Although the vacancy rate on Shaftesbury’s estate has trebled to 10.8 per cent in the past year, interest from tenants is now starting to pick up, Bickell said.
Offers for space has more than doubled at the group since September, with restaurateurs particularly active, according to the company.
The government’s road map for lifting lockdown restrictions, announced on Monday, has added impetus, Bickell added.
“It’s the first time that we’ve had any sense of direction. Before, when there was light at the end of the tunnel, it felt like it was receding. Now it’s coming closer,” he said.
Ian Hawksworth, chief executive of neighbouring landlord Capco, said a full recovery was likely to be deferred until ministers gave the go-ahead for staff to return to the office.
“There are absolutely green shoots. People are positive but what we’re really after is for office workers to come back: that will help get activity levels to normal,” he said.
Hawksworth said he hoped the road map, which may lead to the removal of social distancing restrictions as soon as June 21, would provide a more enduring exit from lockdown than previous attempts to return to normality.
“It’s a very similar sentiment to last spring, when businesses were hoping to trade well through the summer. Back then, they got locked down again, but today people are more confident that this is the last lockdown.”
Landlords in the West End have supported tenants whose incomes have dried up, typically by waiving rents or rewriting leases to link rent payments to turnover.
On Thursday, Shaftesbury said it had collected just 36 per cent of the £9.8m in rent it was owed for January. The landlord waived 48 per cent.
More pain was likely as government support measures are withdrawn through the summer, warned Bickell.

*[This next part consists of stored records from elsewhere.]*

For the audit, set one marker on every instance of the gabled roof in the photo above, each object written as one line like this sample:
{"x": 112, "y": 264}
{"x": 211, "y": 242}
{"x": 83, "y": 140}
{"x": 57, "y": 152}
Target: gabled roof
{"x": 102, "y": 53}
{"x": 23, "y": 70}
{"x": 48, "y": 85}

“There’s an old mantra: more people go bust in the recovery than in the recession. We are realistic that we will lose some tenants when they come off life support,” he said.
With vacancy rates so high, prospective tenants are in a strong position to strike favourable terms such as long rent-free periods or turnover-linked rent payments.
“Every [tenant] wants a pandemic clause now which says, ‘if there’s another lockdown, then there’s a complete cessation of rent’. People are not going to forget [coronavirus] in a hurry,” said Bickell.
James Cooksey, director of central London at the Crown Estate, which manages the monarchy’s £13.4bn commercial property portfolio in the public interest, reported a growing number of inquiries from health and wellbeing companies for space in central London.
But nerves over the exit from coronavirus are keeping most businesses on the sidelines, he added. “To contemplate significant investment, they want to have some certainty about getting to a point where streets are full again.”